The United Stationary Engine Drivers, Firemen, Motormen and Machinemens' Trade Union was founded in Limerick in 1827. Little is known of its first ninety years, there being no records extant. In the early 20th century the union affiliated to the Irish Transport and General Workers Union (ITGWU). But in May 1932 members decided by ballot to disaffiliate on the grounds that the ITGWU was a labourers union and didn't cater to their needs.
The Union registered with the Registrar of Friendly Societies in October 1932 and established an administrative infrastructure including; a chairman, treasurer, two trustees and a secretary.
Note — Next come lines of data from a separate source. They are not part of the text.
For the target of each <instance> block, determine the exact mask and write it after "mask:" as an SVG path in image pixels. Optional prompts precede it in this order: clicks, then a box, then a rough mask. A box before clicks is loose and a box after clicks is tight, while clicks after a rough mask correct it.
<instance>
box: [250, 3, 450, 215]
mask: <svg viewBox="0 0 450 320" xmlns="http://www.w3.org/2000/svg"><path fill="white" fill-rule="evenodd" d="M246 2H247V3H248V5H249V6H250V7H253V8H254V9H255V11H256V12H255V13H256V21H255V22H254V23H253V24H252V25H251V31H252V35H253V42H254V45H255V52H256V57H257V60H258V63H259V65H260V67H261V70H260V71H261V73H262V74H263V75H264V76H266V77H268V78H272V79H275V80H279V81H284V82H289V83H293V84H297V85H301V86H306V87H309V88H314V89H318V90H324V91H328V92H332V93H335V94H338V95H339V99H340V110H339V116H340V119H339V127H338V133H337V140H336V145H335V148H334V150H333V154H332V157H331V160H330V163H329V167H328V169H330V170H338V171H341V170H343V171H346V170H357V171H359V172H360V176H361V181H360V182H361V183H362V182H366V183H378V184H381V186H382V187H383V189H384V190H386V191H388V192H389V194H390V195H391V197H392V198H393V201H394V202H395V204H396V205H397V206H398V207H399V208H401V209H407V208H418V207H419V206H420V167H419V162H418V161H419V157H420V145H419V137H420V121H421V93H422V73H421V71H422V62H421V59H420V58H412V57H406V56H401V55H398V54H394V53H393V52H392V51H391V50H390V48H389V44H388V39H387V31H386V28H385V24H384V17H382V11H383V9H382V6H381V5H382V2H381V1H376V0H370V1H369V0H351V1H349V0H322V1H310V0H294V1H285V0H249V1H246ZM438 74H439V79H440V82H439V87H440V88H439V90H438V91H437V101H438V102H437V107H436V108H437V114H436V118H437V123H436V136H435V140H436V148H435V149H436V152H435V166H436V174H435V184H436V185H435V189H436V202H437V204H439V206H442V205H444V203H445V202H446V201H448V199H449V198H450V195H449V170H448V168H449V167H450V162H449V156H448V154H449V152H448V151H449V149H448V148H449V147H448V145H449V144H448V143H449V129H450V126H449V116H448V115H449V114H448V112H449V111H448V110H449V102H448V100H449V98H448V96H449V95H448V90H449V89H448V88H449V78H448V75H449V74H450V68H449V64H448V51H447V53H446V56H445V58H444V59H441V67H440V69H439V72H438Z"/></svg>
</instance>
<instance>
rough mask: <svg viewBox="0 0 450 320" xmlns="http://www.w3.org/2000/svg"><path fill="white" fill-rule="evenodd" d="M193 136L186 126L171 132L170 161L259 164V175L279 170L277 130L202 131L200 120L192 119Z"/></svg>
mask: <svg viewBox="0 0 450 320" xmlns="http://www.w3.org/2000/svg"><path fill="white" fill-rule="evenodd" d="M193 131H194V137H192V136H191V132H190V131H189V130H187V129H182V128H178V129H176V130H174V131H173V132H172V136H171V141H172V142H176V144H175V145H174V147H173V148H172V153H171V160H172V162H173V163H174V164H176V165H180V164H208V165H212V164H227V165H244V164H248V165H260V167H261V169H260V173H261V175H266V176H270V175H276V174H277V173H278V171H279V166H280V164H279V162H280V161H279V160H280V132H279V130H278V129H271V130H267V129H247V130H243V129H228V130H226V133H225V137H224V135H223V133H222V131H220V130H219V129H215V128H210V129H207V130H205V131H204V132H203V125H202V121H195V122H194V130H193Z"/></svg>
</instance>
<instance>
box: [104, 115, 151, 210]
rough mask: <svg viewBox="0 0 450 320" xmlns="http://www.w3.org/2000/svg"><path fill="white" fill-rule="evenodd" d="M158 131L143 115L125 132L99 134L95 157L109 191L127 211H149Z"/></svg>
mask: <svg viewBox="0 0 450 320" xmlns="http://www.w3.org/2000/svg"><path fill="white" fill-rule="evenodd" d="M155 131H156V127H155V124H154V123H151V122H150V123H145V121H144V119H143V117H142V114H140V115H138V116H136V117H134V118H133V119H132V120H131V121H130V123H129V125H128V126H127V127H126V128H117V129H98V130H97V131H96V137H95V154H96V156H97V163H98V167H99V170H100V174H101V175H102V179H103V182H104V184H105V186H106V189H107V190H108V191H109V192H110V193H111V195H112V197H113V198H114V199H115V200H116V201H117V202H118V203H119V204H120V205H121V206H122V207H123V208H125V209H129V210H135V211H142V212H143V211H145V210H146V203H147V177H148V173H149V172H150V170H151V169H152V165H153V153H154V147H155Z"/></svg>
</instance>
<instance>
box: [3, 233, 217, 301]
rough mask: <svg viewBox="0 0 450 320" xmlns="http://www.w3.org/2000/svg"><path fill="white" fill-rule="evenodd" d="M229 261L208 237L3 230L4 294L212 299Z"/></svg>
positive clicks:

The decade after this registration was rather turbulent. The first secretary was James Keyes, by 1937 it was Joseph Flanagan, by 1938 it was Robert J. Murphy and in 1940 it was Joseph Flanagan again.
In November 1941 the Union re-registered as the Irish Power Operatives and Allied Workers Trade Union in an effort to take advantage of the 1941 Trade Union Bill and facilitate administrative reorganisation. In April 1943, however, it reverted to its original name. During the Second World War, acting under the Emergency Powers Act 1939 and the wages standstill order imposed by the government, the Union was forced to apply to the Minister for Industry and Commerce, Sean Lemass, for wage increases and bonuses.
The Union was a minor one, its membership never rising above a thousand. It was concentrated in Dublin though it did have a southern branch in Limerick. It was, however, very active in protecting the interests of its members against the onslaught of employers and other trade unions. Between 1932 and 1964, the Union occupied six different premises, its headquarters from 1962 to 1964 being Joseph Flanagan's home at 5 Eccles Street.
This collection was deposited in UCD Archives by the Irish Labour History Society on 30 June 1982.
Scope and Content
Industrial relations: Dublin Port and Docks Board, Inchicore Manufacturing Company, ESB, Dublin Hospitals, British Margarine Company.
Legal affairs: Labour Court, Emergency Orders, solicitors.
Financial affairs: correspondence, subscription volumes, balance sheets, reports.